Particularly poignant. That's how the Reverend Andrew Taylor-Troutman, pastor of Chapel in the Pines in Chapel Hill, North Carolina, describes the Call to Health challenge to practice forgiveness.
"As a pastor, I found this challenge particularly poignant, not only to actively forgive others but also to ask people in my congregation for forgiveness," Rev. Taylor-Troutman says. "We are encouraged to model a loving community."
Practicing forgiveness is just one of the spiritual challenges in Call to Health, a wellness initiative by The Board of Pensions of the Presbyterian Church (U.S.A.) that encourages members and their spouses to earn points while improving their well-being in the four dimensions of wholeness: spiritual, health, financial, and vocational.
The spiritual discipline of practicing forgiveness helps manage anxiety, Rev.
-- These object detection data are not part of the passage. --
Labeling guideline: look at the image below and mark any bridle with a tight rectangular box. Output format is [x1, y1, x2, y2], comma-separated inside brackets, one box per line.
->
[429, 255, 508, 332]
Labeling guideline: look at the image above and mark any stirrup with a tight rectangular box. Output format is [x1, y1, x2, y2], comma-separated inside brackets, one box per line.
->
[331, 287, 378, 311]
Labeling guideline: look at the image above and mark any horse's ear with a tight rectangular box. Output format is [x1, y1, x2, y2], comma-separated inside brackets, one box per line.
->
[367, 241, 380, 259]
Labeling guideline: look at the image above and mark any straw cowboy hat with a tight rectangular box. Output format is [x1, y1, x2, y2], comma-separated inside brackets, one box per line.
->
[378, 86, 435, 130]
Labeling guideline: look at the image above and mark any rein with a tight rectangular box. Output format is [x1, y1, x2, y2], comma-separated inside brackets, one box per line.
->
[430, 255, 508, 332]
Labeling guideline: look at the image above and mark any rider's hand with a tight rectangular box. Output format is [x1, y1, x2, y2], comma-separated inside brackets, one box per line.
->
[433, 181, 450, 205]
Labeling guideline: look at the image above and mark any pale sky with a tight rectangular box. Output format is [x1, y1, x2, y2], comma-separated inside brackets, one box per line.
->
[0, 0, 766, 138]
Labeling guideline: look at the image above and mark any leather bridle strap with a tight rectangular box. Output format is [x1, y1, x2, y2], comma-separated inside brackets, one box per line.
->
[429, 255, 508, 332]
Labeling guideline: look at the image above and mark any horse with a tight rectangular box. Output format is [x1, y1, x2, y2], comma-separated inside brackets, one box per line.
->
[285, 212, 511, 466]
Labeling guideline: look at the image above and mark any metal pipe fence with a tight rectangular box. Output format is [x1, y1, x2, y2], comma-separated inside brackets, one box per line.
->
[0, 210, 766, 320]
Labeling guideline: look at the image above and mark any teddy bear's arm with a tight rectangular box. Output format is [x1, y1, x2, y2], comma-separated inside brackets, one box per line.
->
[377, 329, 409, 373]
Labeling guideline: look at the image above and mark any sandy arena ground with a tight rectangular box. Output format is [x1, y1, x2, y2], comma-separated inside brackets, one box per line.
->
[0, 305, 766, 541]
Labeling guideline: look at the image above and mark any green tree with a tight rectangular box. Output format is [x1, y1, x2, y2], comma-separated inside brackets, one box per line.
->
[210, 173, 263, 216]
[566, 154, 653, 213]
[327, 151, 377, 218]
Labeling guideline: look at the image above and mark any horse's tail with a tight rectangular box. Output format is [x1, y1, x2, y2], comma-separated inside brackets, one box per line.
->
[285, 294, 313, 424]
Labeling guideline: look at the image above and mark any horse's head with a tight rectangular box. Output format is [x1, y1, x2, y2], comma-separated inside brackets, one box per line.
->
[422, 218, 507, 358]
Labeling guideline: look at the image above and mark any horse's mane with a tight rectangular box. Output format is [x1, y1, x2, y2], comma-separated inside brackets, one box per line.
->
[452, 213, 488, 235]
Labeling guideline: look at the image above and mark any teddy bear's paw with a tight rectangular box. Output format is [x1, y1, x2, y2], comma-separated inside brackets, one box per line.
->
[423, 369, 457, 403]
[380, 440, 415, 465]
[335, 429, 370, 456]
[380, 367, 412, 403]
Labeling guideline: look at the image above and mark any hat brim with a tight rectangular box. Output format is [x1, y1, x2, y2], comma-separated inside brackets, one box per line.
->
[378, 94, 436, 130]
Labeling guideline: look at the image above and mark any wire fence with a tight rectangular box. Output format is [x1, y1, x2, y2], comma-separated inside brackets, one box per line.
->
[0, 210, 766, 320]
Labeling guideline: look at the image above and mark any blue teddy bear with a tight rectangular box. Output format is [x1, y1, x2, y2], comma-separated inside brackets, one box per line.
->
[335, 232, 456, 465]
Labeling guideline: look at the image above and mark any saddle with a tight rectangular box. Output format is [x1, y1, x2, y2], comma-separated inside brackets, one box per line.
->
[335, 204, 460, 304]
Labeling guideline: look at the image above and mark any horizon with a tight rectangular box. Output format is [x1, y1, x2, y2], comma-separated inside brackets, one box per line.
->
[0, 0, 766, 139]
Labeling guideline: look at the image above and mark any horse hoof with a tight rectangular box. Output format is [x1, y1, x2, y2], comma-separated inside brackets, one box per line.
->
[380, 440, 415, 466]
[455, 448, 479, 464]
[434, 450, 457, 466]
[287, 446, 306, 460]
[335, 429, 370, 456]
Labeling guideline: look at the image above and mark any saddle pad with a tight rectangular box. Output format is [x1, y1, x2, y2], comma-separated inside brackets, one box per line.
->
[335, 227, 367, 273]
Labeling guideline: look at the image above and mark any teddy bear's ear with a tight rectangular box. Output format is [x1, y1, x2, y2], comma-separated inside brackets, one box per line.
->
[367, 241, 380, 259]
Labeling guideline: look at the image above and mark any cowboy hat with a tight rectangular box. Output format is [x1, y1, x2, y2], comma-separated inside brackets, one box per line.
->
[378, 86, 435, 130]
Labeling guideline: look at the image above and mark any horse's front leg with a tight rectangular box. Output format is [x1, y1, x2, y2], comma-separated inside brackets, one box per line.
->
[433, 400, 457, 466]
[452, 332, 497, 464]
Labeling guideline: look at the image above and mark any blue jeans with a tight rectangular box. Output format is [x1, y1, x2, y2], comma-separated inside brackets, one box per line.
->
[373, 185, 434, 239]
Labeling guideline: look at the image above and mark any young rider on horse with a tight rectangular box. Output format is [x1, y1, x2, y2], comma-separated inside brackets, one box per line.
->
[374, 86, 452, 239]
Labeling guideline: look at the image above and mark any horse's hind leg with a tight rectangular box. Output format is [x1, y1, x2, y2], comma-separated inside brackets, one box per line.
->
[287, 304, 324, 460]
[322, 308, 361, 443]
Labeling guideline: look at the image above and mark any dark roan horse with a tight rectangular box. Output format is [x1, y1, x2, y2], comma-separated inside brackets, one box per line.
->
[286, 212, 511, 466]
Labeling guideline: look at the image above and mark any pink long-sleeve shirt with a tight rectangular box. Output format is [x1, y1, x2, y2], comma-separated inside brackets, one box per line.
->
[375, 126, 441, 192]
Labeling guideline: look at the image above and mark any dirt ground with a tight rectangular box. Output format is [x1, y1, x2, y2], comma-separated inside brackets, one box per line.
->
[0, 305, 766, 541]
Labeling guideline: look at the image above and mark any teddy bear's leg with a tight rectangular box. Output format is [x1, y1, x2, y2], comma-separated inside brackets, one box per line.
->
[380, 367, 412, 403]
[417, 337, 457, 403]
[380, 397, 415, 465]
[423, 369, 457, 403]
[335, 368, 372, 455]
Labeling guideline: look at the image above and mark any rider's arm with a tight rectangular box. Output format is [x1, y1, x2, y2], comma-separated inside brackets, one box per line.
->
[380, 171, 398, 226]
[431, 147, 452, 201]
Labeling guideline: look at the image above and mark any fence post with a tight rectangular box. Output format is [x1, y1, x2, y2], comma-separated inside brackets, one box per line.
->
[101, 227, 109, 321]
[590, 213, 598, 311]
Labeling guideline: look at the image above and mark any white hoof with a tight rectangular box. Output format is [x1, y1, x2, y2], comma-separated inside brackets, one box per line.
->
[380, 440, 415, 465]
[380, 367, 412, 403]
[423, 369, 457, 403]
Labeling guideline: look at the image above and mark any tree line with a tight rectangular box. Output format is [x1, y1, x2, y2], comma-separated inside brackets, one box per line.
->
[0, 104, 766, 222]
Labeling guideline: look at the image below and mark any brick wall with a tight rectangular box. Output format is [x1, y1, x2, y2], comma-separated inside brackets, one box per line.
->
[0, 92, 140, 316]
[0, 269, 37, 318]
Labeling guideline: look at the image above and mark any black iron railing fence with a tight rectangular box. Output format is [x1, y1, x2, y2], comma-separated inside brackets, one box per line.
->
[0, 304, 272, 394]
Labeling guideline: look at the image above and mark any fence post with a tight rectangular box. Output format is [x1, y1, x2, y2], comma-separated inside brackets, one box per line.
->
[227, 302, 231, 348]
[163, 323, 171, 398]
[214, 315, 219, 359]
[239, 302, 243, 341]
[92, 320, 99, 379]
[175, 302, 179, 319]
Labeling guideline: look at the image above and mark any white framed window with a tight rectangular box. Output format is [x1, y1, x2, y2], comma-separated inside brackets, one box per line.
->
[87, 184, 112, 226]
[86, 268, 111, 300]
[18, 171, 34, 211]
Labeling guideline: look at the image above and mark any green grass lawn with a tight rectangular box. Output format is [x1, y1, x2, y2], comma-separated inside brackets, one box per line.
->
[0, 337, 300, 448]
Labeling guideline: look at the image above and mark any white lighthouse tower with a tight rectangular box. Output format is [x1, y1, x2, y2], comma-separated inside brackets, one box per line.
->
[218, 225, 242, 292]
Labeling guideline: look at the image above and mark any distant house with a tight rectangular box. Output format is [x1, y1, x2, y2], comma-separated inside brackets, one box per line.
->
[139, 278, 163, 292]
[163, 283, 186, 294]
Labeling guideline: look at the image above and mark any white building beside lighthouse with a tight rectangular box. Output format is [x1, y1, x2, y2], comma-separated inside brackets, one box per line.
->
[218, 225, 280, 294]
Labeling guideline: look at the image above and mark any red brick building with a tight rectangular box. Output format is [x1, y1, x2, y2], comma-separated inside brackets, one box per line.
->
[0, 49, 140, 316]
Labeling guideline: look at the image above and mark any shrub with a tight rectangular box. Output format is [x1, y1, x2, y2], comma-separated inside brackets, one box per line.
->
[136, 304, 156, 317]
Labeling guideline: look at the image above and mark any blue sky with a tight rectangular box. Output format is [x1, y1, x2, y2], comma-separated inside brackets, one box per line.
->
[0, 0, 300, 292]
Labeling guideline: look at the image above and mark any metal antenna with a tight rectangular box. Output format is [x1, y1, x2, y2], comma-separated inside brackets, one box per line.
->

Taylor-Troutman says. "The Greek New Testament word for anxiety is comprised of the prefix part of and the verb to remember. To be anxious is to remember only part of the larger story of God's love."
Whether we hold onto a grievance or let it go is a personal choice. When we give and receive forgiveness, we release resentment and dwell in God's love. "We recall the bigger picture of a merciful God, in whom we live and move and have our being," Rev. Taylor-Troutman says.
Partly inspired by Call to Health, Rev. Taylor-Troutman and Chapel in the Pines' session have initiated a challenge of their own: To pray daily at noon, no matter what they're doing. "By the end of the 10 minutes or so, I turn to the work before me in a better frame of mind and spirit," the pastor says.
Rev. Taylor-Troutman is grateful for Call to Health's helpful reminders and challenges, especially when they prompt him to remember the larger story. "It is a grace to know the Board of Pensions cares about my overall well-being, ministry, and quality of life."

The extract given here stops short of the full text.